Your computer is a distributed system

Most computers are essentially a distributed system internally, and provide their more familiar programming interface as an abstraction on top of that. Piercing through these abstractions can yield greater performance, but most programmers do not need to do so. This is something unique: an abstraction that hides the distributed nature of a system and actually succeeds.

Many have observed that today's computers are distributed systems implementing the abstraction of the shared-memory multiprocessor. The wording in the title is from the 2009 paper "Your computer is already a distributed system. Why isn't your OS?". Some points from that and other sources:

In a typical computer there's many components running concurrently, e.g. graphics cards, storage devices, network cards, all running their own programs ("firmware") on their own cores, independent of the main CPU and communicating over the internal network (e.g. a PCI bus).
Components can appear and disappear and fail independently, up to and including CPU cores, and other components have to deal with this.

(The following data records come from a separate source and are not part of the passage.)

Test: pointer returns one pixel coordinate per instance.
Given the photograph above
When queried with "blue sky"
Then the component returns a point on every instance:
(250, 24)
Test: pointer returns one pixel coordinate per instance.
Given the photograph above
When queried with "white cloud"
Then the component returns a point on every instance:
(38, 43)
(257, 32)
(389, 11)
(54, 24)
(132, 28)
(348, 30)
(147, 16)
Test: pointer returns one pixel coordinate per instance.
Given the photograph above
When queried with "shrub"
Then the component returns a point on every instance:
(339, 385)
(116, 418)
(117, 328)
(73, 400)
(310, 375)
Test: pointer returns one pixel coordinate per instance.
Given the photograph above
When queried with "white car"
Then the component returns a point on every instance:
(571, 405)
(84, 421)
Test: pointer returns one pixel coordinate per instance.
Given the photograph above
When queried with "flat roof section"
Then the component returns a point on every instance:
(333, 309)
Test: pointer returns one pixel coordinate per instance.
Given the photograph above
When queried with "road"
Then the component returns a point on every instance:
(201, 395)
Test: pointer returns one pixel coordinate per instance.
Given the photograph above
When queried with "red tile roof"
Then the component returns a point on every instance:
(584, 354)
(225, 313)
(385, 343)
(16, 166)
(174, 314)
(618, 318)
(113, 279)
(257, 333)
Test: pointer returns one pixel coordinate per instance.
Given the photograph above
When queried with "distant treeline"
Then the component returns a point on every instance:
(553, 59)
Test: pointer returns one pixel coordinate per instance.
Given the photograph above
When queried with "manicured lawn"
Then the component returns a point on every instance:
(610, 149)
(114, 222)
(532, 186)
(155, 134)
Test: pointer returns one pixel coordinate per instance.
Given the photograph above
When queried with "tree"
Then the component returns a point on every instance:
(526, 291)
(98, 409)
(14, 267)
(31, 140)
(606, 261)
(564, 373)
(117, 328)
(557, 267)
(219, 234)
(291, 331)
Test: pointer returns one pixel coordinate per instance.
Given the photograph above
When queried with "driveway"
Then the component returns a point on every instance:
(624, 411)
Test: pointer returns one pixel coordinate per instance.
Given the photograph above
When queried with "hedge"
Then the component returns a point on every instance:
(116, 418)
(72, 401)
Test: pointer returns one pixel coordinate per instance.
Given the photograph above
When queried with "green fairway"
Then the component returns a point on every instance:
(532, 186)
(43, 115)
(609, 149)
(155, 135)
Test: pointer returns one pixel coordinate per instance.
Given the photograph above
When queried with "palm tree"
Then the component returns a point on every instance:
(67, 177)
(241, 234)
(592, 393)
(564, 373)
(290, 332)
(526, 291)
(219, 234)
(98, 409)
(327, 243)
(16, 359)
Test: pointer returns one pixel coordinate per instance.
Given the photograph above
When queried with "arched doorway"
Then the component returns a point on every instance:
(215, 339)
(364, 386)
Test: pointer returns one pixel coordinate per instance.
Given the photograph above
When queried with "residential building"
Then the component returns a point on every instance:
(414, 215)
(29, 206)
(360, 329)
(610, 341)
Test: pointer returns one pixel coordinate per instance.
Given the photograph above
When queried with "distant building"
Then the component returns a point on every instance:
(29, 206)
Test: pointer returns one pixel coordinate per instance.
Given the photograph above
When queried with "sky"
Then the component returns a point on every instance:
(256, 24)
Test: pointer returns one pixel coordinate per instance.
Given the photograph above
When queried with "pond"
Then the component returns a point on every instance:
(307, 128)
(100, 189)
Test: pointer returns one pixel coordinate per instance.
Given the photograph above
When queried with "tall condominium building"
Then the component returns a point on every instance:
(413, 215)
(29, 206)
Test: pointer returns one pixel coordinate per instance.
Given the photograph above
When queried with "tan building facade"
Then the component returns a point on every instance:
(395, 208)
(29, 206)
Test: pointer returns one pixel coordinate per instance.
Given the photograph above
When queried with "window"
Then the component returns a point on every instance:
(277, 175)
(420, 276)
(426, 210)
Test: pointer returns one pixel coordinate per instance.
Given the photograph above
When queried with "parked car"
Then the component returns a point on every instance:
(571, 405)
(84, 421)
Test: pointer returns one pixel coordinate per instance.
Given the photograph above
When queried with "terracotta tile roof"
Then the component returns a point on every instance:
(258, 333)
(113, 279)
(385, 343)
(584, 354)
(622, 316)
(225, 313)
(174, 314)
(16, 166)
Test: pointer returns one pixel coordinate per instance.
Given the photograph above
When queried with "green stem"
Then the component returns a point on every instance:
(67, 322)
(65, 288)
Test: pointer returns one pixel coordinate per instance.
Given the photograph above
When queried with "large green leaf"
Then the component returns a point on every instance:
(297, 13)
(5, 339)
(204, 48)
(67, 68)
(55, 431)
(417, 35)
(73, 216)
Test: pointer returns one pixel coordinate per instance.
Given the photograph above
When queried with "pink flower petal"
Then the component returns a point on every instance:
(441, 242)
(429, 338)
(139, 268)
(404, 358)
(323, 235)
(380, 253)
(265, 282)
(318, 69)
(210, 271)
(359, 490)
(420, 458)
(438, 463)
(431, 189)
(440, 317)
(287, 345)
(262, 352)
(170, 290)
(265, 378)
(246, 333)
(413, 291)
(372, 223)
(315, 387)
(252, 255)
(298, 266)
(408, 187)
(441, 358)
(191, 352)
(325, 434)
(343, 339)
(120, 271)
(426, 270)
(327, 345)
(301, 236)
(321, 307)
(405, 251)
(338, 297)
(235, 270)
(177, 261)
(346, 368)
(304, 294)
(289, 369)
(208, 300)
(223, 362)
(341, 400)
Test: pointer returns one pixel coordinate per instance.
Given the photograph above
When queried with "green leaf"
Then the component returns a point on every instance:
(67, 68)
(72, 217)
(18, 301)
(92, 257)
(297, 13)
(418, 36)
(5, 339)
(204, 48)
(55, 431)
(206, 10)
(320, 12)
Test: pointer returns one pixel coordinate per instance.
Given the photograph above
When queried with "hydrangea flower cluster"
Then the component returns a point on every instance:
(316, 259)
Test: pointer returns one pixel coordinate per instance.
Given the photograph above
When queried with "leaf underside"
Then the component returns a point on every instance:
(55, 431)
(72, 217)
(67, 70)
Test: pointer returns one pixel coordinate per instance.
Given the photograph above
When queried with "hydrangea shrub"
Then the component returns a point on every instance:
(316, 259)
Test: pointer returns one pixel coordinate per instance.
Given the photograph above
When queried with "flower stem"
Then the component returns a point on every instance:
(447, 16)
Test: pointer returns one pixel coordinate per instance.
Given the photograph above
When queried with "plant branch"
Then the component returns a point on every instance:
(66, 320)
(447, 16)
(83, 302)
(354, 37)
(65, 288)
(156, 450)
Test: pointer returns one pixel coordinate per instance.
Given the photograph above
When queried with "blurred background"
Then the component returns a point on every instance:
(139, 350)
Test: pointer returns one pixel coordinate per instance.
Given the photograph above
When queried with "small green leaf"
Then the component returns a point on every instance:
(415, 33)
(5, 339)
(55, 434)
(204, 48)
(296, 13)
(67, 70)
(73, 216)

Much like on larger-scale unreliable networks, timeouts are used to detect communication failures.
Components can be malicious and send adversarial inputs; e.g., a malicious USB or Thunderbolt device can try to exploit vulnerabilities in other hardware components in the system, sometimes successfully. The system should be robust to such attacks, just as with larger-scale distributed systems.
These components are all updated on their own schedule. Often the computer's owner is not allowed to push their own updates to these components.
The latency between different components of a computer is highly relevant; e.g., the latency of communication between the CPU and main memory or storage devices is huge compared to communication within the CPU.
To reduce these latencies, we put caches in the middle, just as we use caches and CDNs in larger distributed systems.
Those caches themselves are sophisticated distributed systems, implemented with message passing between individual cores. Providing cache consistency has a latency cost just as it does in larger distributed systems.

As the shared-memory multiprocessor is actually a distributed system underneath, we can, if necessary, reason explicitly about that underlying system and use the same techniques that larger-scale distributed systems use:

Performing operations closer to the data, e.g. through compute elements embedded into storage devices and network interfaces, is faster.
Offloading heavy computations to a "remote service" can be faster, both because the service can run with better resources, and because the service will have better locality.
Communicating directly between devices rather than going through the centralized main memory reduces load on the CPU and improves latency.
Using message passing instead of shared memory is faster, for the same reasons larger distributed systems don't use distributed shared memory.

But most programs do not do such things; the abstraction of the shared-memory multiprocessor is sufficient for most programs.

That this abstraction is successful is surprising. In distributed systems, it is often supposed that you cannot abstract away the issues of distributed programming. One classic and representative quote:

It is our contention that a large number of things may now go wrong due to the fact that RPC tries to make remote procedure calls look exactly like local ones, but is unable to do it perfectly.
- Section 1, A Critique of the Remote Procedure Call Paradigm

Following this, most approaches to large-scale distributed programming today make the "distributed" part explicit: They expose (and require programmers to deal with) network failures, latency, insecure networks, partial failure, etc. It's notoriously hard for programmers to deal with these issues.

So it is surprising to find that essentially all programs are written in an environment that abstracts away its own distributed nature: the shared-memory multiprocessor, as discussed above. Such programs are filled with RPCs which appear as if they're local operations. Accesses to memory and disk are synchronous RPCs to relatively distant hardware, which block the execution of the program while waiting for a response. But for most programs, this is completely fine.

This suggests that it may be possible to abstract away the distributed nature of larger-scale systems. Perhaps eventually we can use the same abstractions for distributed systems of any size, from individual computers to globe-spanning networks.